El huracán Erin ha experimentado una rápida intensificación en el océano Atlántico, alcanzando la categoría 5 en la escala Saffir-Simpson, con vientos máximos sostenidos de 257 kilómetros por hora y ráfagas superiores. Según el Centro Nacional de Huracanes (NHC) de Estados Unidos, el ciclón se ubica a aproximadamente 19.8°N y 63.3°W, pasando al norte de las Islas de Sotavento Septentrionales, mientras avanza hacia el oeste a una velocidad de 26 kilómetros por hora. Aunque no se espera un impacto directo en tierra firme, las autoridades han emitido alertas para que residentes en las Antillas Menores, Islas Vírgenes, Puerto Rico, Turcas y Caicos, y el sureste de las Bahamas monitoreen de cerca su evolución. Datos recolectados por aviones cazahuracanes de la NOAA confirman esta escalada en intensidad, con una presión mínima central de 915 milibares.

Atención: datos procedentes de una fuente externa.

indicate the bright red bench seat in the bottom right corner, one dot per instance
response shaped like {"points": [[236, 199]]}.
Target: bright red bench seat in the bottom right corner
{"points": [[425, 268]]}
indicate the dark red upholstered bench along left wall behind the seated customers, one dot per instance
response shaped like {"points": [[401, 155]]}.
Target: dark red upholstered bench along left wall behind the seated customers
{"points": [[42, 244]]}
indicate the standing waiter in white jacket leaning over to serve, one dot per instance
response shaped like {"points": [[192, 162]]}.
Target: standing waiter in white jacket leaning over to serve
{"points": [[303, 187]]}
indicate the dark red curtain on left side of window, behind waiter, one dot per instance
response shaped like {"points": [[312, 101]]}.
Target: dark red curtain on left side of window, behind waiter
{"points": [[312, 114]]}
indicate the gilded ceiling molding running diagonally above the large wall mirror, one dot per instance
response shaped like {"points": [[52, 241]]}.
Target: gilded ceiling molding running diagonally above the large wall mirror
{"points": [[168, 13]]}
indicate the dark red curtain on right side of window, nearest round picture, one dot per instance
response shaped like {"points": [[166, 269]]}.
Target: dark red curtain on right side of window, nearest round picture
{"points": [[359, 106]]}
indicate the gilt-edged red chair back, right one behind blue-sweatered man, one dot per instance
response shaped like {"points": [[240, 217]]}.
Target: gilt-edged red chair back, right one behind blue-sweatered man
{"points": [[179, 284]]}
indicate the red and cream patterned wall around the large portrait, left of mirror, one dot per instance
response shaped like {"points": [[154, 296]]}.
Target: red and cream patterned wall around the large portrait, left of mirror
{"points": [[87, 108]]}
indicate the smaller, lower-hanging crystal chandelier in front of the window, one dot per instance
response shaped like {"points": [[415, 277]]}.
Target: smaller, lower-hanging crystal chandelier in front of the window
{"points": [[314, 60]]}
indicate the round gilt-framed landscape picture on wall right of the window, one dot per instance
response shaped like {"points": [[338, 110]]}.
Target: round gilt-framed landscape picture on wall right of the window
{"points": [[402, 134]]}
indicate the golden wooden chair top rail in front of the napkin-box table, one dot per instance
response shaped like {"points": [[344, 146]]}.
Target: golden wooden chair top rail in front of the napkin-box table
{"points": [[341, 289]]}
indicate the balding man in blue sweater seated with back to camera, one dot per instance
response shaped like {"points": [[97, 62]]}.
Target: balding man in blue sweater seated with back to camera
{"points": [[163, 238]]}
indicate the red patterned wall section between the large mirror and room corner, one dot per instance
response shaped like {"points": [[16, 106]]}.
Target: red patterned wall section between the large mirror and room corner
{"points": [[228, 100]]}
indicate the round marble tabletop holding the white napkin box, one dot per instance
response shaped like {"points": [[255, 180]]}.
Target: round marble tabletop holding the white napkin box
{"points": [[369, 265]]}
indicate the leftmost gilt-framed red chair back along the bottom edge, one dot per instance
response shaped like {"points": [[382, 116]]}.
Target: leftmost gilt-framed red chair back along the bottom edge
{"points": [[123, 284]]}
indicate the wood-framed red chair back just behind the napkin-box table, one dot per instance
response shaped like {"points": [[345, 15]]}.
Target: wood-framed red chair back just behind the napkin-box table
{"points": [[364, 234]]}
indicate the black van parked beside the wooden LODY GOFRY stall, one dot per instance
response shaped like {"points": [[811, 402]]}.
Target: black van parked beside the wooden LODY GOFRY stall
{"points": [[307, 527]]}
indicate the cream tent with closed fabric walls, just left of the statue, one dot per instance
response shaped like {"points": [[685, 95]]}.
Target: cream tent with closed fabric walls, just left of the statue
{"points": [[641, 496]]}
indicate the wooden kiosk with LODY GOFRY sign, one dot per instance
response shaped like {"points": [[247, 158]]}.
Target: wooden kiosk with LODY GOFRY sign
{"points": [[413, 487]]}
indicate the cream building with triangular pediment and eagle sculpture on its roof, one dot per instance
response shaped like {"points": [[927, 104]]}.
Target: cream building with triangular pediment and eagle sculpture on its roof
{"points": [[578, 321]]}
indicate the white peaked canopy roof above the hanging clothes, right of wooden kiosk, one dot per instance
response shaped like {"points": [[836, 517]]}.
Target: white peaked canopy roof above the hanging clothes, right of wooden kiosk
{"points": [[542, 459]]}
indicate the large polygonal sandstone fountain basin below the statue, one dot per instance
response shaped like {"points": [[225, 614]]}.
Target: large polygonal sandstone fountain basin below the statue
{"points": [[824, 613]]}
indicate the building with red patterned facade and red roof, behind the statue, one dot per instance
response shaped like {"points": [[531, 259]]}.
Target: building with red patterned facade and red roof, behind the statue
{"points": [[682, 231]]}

Sin embargo, los efectos periféricos ya se hacen sentir: las bandas exteriores del huracán están descargando fuertes precipitaciones en las Islas de Sotavento Septentrionales, Islas Vírgenes y Puerto Rico, con acumulados previstos entre 50 y 100 milímetros, y picos aislados de hasta 150 milímetros hasta el domingo. Estas lluvias podrían desencadenar inundaciones repentinas, anegamientos urbanos y deslizamientos de tierra en zonas vulnerables. Además, el oleaje generado por Erin afectará durante el fin de semana a las Antillas Menores, extendiéndose a comienzos de la próxima semana hacia las Bahamas, Bermudas y la costa este de Estados Unidos, creando resacas peligrosas y corrientes marinas que representan riesgos para la vida humana. Los meteorólogos anticipan que el sistema mantendrá su trayectoria oeste-noroeste con una posible desaceleración, girando hacia el norte a inicios de la semana, lo que podría intensificar o fluctuar su fuerza en las próximas horas.
En este contexto, Erin se formó como tormenta tropical el lunes pasado y escaló a huracán el viernes, sumándose a una temporada activa que ya incluyó tormentas como Andrea, Barry, Chantal y Dexter. Chantal fue la primera en tocar tierra en Estados Unidos este año, causando al menos dos muertes en Carolina del Norte en julio. La Administración Oceanográfica y Atmosférica Nacional (NOAA) ha actualizado sus pronósticos, esperando entre dos y cinco huracanes mayores adicionales entre agosto y noviembre, lo que subraya la necesidad de preparación en regiones atlánticas.